In its Academies and Free Schools inquiry report, the education select committee recommends that the government should “stop exaggerating” the success of the academies programme unless it has clear evidence to prove its impact which it currently does not have.
The committee states that there is limited evidence on the impact of academies’ but accepts that the "overall state” of schools has improved since 2010. It credits the scheme for incentivising local authorities to deliver “speedier and more effective” interventions in underperforming maintained schools.
The report also tackles the issue of responsibility for the oversight of school performance and urges the DfE to clarify the roles of local authorities, warning that their efforts to hold schools to account could be hindered if they feel “marginalised and ignored” by academisation.
The chair of the education committee, said that there is a need for greater transparency. “It is still too early to know how much the academies programme has helped raise standards. Current evidence does not prove that academies raise standards overall or for disadvantaged children.”
Responding to the report, Education Secretary Nicky Morgan said that academies play a key role in the government’s efforts to improve outcomes for children.
“Delivering the best schools and skills so that our young people can fulfil their potential and succeed in life is a vital part of our long-term economic plan for Britain, and free schools and academies are central to realising this ambition. They have also created greater choice and are more accountable to parents and communities who have a much greater opportunity to hold them to account than has been the case with schools in the past. The interests of parents, pupils and communities are at the heart of the programme.”

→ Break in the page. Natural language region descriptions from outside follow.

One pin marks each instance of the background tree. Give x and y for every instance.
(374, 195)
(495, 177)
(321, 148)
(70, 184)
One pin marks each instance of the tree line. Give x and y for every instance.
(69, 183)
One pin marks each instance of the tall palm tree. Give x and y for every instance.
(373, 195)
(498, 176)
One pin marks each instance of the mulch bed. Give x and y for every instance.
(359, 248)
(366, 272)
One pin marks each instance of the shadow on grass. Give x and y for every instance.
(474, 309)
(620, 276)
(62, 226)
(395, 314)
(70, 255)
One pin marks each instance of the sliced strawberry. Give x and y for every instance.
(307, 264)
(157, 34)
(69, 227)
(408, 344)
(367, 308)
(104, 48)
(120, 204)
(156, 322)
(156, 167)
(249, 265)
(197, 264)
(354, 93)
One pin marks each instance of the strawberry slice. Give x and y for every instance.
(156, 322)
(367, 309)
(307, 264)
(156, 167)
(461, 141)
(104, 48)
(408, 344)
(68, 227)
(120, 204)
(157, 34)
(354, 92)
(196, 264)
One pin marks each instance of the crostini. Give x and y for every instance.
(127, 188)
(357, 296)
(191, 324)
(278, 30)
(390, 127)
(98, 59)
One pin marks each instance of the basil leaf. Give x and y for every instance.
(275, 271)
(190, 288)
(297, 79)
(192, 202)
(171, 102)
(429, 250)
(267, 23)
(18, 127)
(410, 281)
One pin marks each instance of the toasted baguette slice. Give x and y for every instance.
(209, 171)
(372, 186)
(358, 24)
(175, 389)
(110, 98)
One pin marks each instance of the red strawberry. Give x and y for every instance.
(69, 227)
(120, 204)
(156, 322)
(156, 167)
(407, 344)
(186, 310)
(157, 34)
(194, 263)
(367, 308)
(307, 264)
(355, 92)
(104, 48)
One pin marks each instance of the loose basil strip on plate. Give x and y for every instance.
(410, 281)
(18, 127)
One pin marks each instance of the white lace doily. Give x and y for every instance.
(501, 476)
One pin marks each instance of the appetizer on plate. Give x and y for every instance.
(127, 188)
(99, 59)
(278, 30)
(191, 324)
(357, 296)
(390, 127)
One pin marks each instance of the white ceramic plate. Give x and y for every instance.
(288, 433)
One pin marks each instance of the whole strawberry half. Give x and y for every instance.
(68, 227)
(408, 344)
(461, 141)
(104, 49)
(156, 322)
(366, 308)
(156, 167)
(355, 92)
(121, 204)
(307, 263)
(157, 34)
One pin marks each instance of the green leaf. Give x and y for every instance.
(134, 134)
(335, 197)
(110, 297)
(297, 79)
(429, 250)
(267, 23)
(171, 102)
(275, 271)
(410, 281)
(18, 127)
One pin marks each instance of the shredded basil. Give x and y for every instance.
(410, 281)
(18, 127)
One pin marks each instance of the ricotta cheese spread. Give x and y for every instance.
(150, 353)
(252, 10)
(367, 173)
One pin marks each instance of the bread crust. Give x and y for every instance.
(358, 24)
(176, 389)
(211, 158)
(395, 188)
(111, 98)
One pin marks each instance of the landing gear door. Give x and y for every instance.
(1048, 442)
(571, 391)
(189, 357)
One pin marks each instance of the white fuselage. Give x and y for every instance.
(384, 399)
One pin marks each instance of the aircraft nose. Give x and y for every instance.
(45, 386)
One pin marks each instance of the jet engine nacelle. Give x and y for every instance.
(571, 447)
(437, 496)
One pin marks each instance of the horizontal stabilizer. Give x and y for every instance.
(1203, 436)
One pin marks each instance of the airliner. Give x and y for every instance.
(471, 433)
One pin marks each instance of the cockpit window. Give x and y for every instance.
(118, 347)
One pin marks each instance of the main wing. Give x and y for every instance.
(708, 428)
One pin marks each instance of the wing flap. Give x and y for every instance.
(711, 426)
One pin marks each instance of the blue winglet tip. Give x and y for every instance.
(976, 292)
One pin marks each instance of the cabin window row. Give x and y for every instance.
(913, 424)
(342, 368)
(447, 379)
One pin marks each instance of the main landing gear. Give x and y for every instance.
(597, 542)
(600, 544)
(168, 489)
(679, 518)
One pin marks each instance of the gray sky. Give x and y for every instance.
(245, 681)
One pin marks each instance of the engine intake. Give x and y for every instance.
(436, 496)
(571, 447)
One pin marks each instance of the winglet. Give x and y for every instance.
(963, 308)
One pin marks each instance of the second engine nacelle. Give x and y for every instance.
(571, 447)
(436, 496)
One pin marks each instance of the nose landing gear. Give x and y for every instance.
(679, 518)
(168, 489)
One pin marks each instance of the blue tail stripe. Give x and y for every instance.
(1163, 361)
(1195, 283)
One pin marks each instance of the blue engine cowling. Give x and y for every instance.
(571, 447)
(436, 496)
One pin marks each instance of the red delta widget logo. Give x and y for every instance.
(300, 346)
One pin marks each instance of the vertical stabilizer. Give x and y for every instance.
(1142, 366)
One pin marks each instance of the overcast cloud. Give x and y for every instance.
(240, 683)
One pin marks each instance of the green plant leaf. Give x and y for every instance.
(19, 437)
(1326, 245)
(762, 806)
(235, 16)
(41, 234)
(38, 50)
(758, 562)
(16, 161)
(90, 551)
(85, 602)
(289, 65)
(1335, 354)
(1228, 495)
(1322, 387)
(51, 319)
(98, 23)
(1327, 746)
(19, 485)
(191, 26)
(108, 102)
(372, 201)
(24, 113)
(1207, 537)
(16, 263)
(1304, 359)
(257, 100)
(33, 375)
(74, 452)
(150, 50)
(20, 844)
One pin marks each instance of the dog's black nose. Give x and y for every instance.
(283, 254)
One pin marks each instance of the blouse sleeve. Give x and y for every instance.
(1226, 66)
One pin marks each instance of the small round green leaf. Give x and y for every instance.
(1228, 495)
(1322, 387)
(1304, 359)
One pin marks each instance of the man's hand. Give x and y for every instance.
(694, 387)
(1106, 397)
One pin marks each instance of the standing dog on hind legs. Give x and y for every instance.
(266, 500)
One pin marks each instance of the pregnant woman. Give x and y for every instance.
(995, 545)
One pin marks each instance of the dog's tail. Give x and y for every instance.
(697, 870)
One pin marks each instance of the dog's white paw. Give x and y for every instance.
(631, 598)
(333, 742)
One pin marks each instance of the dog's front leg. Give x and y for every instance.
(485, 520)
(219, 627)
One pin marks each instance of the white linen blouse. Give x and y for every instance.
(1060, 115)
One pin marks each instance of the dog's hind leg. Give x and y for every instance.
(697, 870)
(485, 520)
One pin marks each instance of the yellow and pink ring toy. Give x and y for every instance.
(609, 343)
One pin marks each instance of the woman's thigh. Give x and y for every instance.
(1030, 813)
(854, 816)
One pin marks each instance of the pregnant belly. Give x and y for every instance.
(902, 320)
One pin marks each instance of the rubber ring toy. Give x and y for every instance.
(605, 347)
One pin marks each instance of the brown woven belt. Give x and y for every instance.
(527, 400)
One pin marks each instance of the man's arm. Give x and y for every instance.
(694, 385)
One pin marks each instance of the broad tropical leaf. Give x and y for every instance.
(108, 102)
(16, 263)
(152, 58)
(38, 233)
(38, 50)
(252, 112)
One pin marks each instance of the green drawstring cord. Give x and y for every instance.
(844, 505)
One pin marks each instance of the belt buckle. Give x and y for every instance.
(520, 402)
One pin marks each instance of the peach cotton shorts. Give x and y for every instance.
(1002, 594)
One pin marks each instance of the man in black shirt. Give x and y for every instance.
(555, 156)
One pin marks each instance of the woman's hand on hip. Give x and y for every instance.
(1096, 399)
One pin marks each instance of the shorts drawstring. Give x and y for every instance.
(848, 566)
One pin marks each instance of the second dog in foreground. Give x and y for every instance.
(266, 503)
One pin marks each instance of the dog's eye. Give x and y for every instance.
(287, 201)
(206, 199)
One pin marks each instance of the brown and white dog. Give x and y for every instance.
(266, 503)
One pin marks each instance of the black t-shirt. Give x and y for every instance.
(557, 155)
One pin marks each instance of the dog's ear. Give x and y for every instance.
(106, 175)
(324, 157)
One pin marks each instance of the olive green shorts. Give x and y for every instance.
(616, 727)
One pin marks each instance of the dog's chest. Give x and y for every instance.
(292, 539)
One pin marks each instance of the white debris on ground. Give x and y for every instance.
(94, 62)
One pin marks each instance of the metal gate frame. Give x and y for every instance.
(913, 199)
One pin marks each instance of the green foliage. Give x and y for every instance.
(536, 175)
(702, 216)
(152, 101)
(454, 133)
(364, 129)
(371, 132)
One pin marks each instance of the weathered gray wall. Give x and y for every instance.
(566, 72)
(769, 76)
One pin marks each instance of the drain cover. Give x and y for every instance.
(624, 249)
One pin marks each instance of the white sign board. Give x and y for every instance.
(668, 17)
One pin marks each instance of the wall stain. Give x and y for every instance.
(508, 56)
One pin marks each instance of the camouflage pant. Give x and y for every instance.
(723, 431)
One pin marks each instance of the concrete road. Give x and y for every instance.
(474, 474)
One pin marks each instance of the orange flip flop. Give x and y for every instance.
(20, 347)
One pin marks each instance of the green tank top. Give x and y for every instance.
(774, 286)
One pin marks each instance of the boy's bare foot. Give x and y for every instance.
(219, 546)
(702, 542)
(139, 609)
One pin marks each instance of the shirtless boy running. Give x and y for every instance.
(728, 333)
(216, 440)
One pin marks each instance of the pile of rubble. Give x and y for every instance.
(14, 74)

The general secretary of the NASUWT teachers’ union, said: "The NASUWT has made the point consistently that there is no evidence that structural change raises standards. At a time of savage cuts and austerity, enormous sums of public money have been diverted to support this programme. Post the general election, it will be essential that change is made to ensure that all schools are working together to deliver educational entitlements for all children and young people under the strategic direction of democratically accountable local bodies.”